The rails find_by_sql clause gives us one way to solve this pickle, but you can use another Rails bag of goodies as well - the rails join operators!   I find them a bit more cumbersome to work with, but they follow the Rails “path more traveled” a bit more. If you strive for Rails purity, follow in these footsteps.

So, how do Rails joins work?  Let’s take a look at our query above:

def index
  @agents = Agent.find_by_sql(
     "SELECT
        agents.id,
        agents.first_name,
        agents.last_name,
        agents.email,
        COUNT(emails.id) as email_count
      FROM agents
      INNER JOIN emails
        ON agents.id = emails.agent_id
      GROUP BY
        agents.id,
        agents.first_name,
        agents.last_name,
        agents.email
      LIMIT 1000"
      )
end

Rails’ ActiveRecord query interface let’s you write the same query like this:

def index
   @agents = Agent.all.select("agents.id, first_name, last_name, agents.email, COUNT(emails.id) as email_count").joins(:emails).group("agents.id, first_name, last_name, agents.email").limit(1000)
 end

Nifty huh?   Firing up your Rails server and loading your page gives us the same query and performance as our find_by_sql query.  Cool!

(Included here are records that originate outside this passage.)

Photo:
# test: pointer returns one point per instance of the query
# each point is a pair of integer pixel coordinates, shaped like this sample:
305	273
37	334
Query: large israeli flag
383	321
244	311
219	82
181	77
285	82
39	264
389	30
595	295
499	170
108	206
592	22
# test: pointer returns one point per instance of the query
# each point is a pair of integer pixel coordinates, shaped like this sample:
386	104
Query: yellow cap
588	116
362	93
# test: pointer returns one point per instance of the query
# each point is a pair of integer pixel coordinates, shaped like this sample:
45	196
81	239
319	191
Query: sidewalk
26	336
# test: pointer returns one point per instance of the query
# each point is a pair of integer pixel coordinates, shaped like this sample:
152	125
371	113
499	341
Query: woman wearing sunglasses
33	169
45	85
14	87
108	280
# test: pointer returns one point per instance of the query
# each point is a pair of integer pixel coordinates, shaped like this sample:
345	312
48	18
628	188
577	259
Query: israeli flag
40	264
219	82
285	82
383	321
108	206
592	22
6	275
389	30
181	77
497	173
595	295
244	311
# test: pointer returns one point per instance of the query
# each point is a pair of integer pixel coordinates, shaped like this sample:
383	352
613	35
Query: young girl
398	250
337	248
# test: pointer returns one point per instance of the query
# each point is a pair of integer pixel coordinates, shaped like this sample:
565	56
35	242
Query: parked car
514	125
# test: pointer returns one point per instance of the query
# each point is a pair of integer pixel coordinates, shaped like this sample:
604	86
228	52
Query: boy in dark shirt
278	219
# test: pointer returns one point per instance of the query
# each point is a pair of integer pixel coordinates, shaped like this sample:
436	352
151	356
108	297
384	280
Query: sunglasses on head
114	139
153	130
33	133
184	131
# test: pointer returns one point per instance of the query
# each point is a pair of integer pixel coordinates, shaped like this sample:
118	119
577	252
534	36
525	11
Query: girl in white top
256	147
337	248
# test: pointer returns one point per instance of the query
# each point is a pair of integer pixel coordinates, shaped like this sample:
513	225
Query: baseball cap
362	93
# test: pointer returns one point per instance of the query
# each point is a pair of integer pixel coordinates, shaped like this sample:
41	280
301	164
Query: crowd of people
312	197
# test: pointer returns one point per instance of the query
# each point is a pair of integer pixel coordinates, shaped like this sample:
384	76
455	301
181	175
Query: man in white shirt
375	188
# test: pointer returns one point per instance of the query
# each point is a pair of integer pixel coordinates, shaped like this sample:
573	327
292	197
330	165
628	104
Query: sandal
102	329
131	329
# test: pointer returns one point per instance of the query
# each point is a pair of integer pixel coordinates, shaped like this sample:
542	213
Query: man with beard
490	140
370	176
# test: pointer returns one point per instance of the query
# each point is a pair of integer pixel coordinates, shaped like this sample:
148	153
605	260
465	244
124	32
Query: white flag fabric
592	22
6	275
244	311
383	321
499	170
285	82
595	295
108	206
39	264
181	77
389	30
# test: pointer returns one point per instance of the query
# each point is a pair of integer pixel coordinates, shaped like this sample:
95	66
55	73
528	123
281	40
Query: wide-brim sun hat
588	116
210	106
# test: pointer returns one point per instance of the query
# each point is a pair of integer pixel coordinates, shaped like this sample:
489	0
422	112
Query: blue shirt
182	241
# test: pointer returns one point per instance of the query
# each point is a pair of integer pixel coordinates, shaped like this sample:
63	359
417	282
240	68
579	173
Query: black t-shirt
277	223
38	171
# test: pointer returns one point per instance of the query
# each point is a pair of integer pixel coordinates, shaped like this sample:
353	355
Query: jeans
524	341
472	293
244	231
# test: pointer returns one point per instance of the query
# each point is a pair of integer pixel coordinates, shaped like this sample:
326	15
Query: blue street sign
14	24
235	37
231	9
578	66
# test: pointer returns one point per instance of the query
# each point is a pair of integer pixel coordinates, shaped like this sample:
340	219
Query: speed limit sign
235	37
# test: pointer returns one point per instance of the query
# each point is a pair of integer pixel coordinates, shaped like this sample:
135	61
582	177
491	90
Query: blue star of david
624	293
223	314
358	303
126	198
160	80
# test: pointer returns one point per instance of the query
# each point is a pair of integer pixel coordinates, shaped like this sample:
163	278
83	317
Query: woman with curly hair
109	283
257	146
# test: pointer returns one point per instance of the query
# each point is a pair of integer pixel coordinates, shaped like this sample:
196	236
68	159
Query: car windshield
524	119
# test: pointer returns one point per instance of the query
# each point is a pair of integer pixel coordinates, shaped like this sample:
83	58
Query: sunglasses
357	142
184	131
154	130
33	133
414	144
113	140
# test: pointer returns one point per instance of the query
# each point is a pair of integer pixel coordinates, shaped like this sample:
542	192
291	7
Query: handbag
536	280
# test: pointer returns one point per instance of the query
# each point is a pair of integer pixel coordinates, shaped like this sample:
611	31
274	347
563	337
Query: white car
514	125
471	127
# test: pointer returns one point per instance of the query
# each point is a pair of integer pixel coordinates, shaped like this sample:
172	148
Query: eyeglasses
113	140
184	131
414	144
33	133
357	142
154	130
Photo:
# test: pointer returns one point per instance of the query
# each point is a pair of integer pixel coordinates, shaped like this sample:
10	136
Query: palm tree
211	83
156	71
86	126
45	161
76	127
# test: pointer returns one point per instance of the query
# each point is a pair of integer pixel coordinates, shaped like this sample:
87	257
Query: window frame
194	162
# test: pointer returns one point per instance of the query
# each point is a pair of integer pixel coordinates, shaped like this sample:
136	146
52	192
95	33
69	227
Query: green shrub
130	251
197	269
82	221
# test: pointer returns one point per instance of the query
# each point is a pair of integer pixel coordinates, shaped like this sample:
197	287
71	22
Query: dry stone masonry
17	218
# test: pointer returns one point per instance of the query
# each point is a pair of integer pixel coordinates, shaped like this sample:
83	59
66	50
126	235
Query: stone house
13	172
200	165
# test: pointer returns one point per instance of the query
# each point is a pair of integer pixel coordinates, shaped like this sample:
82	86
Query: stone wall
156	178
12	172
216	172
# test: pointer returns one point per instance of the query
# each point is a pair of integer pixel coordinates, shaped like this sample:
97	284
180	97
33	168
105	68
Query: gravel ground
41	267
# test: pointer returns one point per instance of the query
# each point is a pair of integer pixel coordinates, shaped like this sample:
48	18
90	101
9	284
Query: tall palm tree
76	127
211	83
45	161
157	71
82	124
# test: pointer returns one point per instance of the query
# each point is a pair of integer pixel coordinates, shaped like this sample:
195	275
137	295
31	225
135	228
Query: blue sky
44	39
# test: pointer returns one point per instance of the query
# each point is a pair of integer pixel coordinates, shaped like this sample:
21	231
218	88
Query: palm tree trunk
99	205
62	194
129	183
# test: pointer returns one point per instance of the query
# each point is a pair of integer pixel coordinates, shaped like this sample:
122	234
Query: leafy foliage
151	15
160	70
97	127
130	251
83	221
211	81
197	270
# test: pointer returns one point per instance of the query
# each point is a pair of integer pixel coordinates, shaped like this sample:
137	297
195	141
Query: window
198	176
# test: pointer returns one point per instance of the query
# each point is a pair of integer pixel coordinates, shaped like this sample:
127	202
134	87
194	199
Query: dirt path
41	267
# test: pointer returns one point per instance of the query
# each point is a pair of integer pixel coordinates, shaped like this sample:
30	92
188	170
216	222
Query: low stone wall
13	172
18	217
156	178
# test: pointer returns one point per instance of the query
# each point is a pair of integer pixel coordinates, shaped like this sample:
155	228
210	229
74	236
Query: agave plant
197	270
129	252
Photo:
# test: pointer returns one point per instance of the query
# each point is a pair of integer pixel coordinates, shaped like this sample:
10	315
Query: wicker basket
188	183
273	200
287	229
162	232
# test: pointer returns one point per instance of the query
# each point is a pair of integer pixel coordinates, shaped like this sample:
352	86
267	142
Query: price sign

Rails joins to the speedy rescue


Conclusion

Uh duh?   Use Rails find_by_sql or Rails joins to make your queries sing the exulted song of fast execution time!  Put smiles on the faces of your users as pages appear before their eyes before they can flip their browser to Instagram or Twitter.   

So get to work finding those looping queries and transform them into lighting-quick things of beauty with your newfound knowledge!

And if by chance you need a dead simple way of running SQL reports in Slack or emailing them (coming soon) give SQLBot a try!

UPDATE:  Check out the bullet gem if you want a way to monitor your app for these,  thanks reddit for that suggestion.

UPDATE #2:  Scout presents a nice option for sniffing out n+1 Rails queries too.  They offer a free plan on Heroku.   Good stuff.